My właśnie odchodzimy od takich nawozów prostych, których trzeba używać dużo i mało precyzyjne. Przechodzimy do kompletnych systemów nawożenia uwzględniających badania, odpowiednie maszyny i nowoczesne wieloskładnikowe formuły nawozowe. Chodzi o to by tworzyć nawozy, których będzie jak najmniej, ale będą jak najbardziej odżywcze dla roślin. Wpłyną na to specjalne mikrozwiązki, na przykład dające roślinie w odpowiednich fazach wzrostu odpowiednie substancje odżywcze.
Jest to bardziej efektywne i ekologiczne podejście do nawożenia. Nie trzeba już budować kolejnych zakładów do produkcji prostych nawozów, bo to nie promuje dobrych praktyk agrarnych. Musimy iść od ilości do jakości, bo póki co nie ma dla nawożenia alternatywy, jeśli chodzi o metody wypełnienia potrzeb żywnościowych na świecie.
Mówi Pan, że możemy stać się krajem będącym wzorem dla innych, jeśli chodzi o praktyki rolnicze. A jak jest teraz? Bo w powszechnym przekonaniu Polaków rolnik to nadal chłop na wozie, chociaż innowacji w rolnictwie nie brakuje.

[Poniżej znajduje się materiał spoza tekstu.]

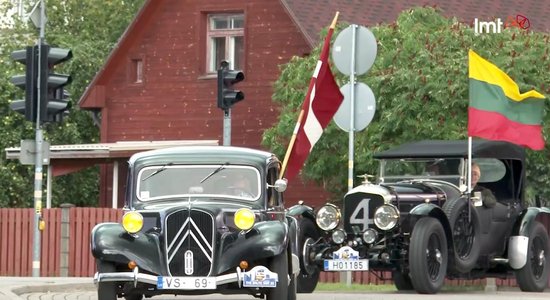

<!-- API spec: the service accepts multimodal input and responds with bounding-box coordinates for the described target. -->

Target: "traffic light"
[40,45,73,122]
[218,61,244,111]
[10,46,38,122]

Właśnie przygotowaliśmy publikację pod patronatem Pana Prezydenta Komorowskiego dotyczącą zmian jakie zaszły w polskim rolnictwie w przeciągu ostatnich 25 lat. Na przestrzeni tego czasu widać zdecydowany wzrost eksportu produktów rolnych, wzrost poziomu prowadzenia gospodarstw oraz zwrot w kierunku rolnictwa precyzyjnego, innowacyjnych technologii i nowoczesnych gospodarstw towarowych. Z raportu wynika, że katalizatorem pozytywnych przemian okazało się przystąpienie Polski do Unii Europejskiej w 2004 roku, a przedsiębiorcy rolni czują się dziś konkurencyjni na rynkach europejskich.
Rolnictwo to obecnie czwarty największy sektor gospodarki w Polsce. Eksport produktów rolno-spożywczych stanowi ponad 12 proc. całkowitej wartości polskiego eksportu. W latach 2003 – 2013 wartość polskiego eksportu rolno-spożywczego zwiększyła się z 4,01 mln euro do 19,96 mln euro, a Polska zajmuje ósme miejsce wśród najważniejszych eksporterów żywności w UE.

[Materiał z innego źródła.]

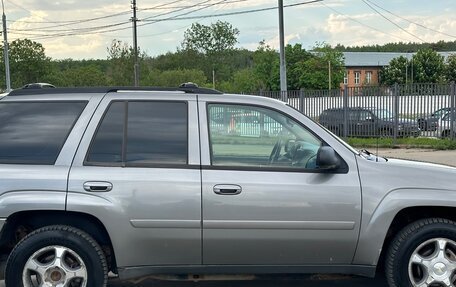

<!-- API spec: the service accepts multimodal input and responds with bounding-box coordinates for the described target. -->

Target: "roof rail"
[8,86,223,97]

Brzmi imponująco. A jaka będzie przyszłość polskiego rolnictwa?
Odnieśliśmy ogromny sukces jeśli chodzi o modernizację rolnictwa: od rozdrobnionego, do opartego na dużych gospodarstwach, efektywnych, nowoczesnych, z dużym przetwórstwem. Na koniec roku mieliśmy nadwyżkę eksportową żywności prawie 6 mld euro! Rolnictwo to dziś branża wykorzystująca nowoczesne technologie, techniki zarządzania. Szansa dla Polski to między innymi mocne przetwórstwo, produkcja mięsa, drobiu – w tej ostatniej branży jesteśmy największym producentem w UE. A możemy dokonać tu jeszcze więcej ekspansji. Firmy na pewno będą miały większe aspiracje, jeśli dzisiaj już są największe na europejskim rynku. Zależy nam aby dalej ściśle współpracować z producentami rolnymi oraz światem nauki dla dalszego rozwoju tego strategicznego dla polskiej gospodarki sektora.
Sprowadza się to do następującej konstatacji: opieranie gospodarki o rolnictwo wcale nie musi oznaczać zacofania. Wręcz przeciwnie, popatrzmy na USA, Holandię – tam ono stanowi jedną z sił napędowych. Wokół tego rozwija się cała gałąź gospodarki: przemysł maszyn rolniczych, rynek nawozów, i tak dalej. I takie wzorce chcemy tworzyć.